# Spring Ajax AutoComplete/ Instant result



## Generic1 (4. Nov 2010)

Hallo,

ich hab in meiner Applikation Spring MVC verwendet und bin jetzt am "verfeinern" der Appl.
Dager wollte ich jetzt Instant Ergebnisse anzeigen lassen, wenn man in ein Such- Textfield etwas eingibt.

Weiß jemand ob das geht und wo ich da was finden könnte?
lg


----------



## SlaterB (4. Nov 2010)

was zum Himmel ist ein Instant Result, google-Suche 'java Instant Result' liefert diesen Thread hier als erstes Ergebnis 

geht es um eine Desktop-GUI-Anwendung?
Suche 'JTextField AutoComplete'
-> Google

oder geht es um eine Web-Anwendung?
Suche 'ajax autocomplete java'
-> Google

dabei wird in erster Linie die Ergänzung der Suchwörter umgesetzt, 
aber nach gleicher Technik (gleiche GUI-Listener, gleiche Ajax-Übertragung) kann man sicher auch Ergebnisse abfragen und anzeigen


----------



## Generic1 (4. Nov 2010)

Nach "Instant Result" hab ich schon gesucht und bin auch auf einige dieser Links gestoßen.
Was aber mein Problem ist, ich habe in meiner We-Applikation alles mit Spring aufgebaut und beim Frontend eben Spring MVC verwendet. Da stellt sich jetzt die Frage, ob Spring MVC irgendwas bietet und damit die Ergebnisse gleich anzuzeigen, wenn man anfängt einen Suchbegriff einzugeben?

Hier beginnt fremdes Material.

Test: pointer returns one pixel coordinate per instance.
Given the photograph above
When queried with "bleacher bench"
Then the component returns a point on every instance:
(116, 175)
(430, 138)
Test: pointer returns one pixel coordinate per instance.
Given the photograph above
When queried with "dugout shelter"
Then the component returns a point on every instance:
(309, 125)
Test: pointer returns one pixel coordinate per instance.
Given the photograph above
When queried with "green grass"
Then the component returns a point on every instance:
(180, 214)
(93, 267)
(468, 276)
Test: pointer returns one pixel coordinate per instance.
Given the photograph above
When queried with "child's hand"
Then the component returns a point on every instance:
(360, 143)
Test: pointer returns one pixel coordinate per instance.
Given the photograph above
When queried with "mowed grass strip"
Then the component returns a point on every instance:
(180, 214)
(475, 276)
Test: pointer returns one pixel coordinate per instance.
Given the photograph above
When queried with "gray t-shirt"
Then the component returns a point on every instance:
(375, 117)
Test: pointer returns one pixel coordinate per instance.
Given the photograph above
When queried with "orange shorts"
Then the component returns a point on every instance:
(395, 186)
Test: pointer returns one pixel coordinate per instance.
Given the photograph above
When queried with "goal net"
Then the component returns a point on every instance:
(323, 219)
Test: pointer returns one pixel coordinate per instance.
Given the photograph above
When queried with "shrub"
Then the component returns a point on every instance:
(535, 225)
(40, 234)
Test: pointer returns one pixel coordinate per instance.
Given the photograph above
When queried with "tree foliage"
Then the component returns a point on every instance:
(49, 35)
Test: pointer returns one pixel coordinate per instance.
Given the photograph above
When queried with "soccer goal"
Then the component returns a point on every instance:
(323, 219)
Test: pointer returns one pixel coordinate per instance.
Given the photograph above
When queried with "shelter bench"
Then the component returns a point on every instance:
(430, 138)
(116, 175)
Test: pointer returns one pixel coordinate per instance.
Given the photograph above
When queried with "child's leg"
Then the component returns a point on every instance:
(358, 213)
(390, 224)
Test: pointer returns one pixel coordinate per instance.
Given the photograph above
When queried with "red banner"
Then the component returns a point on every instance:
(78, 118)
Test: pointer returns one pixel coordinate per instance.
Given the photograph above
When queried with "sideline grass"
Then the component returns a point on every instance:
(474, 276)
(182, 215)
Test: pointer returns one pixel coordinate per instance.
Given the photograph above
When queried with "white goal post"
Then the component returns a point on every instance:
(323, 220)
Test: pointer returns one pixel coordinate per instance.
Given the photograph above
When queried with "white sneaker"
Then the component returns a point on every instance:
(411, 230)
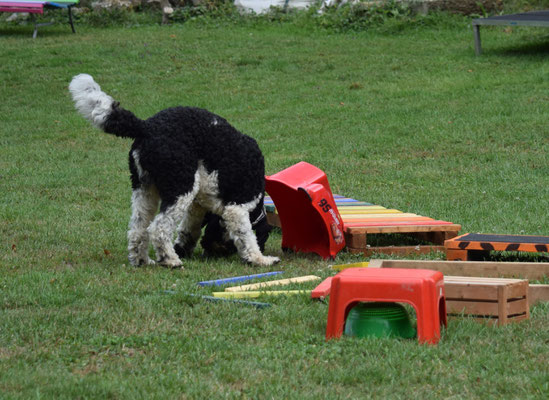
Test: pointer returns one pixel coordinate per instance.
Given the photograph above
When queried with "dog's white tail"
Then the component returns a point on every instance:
(101, 109)
(89, 100)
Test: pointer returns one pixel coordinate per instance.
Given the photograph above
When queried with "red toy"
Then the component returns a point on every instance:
(308, 214)
(423, 289)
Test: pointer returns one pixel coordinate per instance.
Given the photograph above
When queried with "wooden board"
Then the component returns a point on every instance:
(495, 299)
(471, 268)
(362, 219)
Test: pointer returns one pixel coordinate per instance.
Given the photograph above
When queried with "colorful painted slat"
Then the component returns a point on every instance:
(362, 218)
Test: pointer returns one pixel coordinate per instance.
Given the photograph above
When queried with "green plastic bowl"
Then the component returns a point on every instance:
(379, 320)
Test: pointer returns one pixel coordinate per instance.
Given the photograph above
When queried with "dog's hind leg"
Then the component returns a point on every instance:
(239, 228)
(189, 230)
(144, 206)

Das Problem wird ja sein, dass bei einer "normalen" Spring MVC implementierung im Controller die Methode "handleRequest" oder "onSubmit" erst nach einem Button- click aufgerufen wird und in diese Richtung geht eben meine Frage: Ist es möglich, mit Spring MVC -> Instant Results einzubauen? -> da hab ich nämlich nichts gefunden
lg


----------



## Geeeee (4. Nov 2010)

Wobei man dabei bei vielen Daten darauf achten sollte, erst zu suchen, wenn man eine bestimmte Wortbreite erreicht hat.
Weil 1. Datenbanklast und 2. mag der Anwender wohl net so gerne, wenn es die ganze Zeit "ruckelt und blinkt", weil die Ergebnisse sich wohl in den ersten Buchstaben stark verändern.


----------



## Marcinek (4. Nov 2010)

jein du musst ajax verwenden um dynmisch html zu ändern.

Da du nicht der einzige bist, der das machen möchte, bin ich mir sicher, dass es dafür entsprechende Spring elemente gibt um das zu bewerkstelligen.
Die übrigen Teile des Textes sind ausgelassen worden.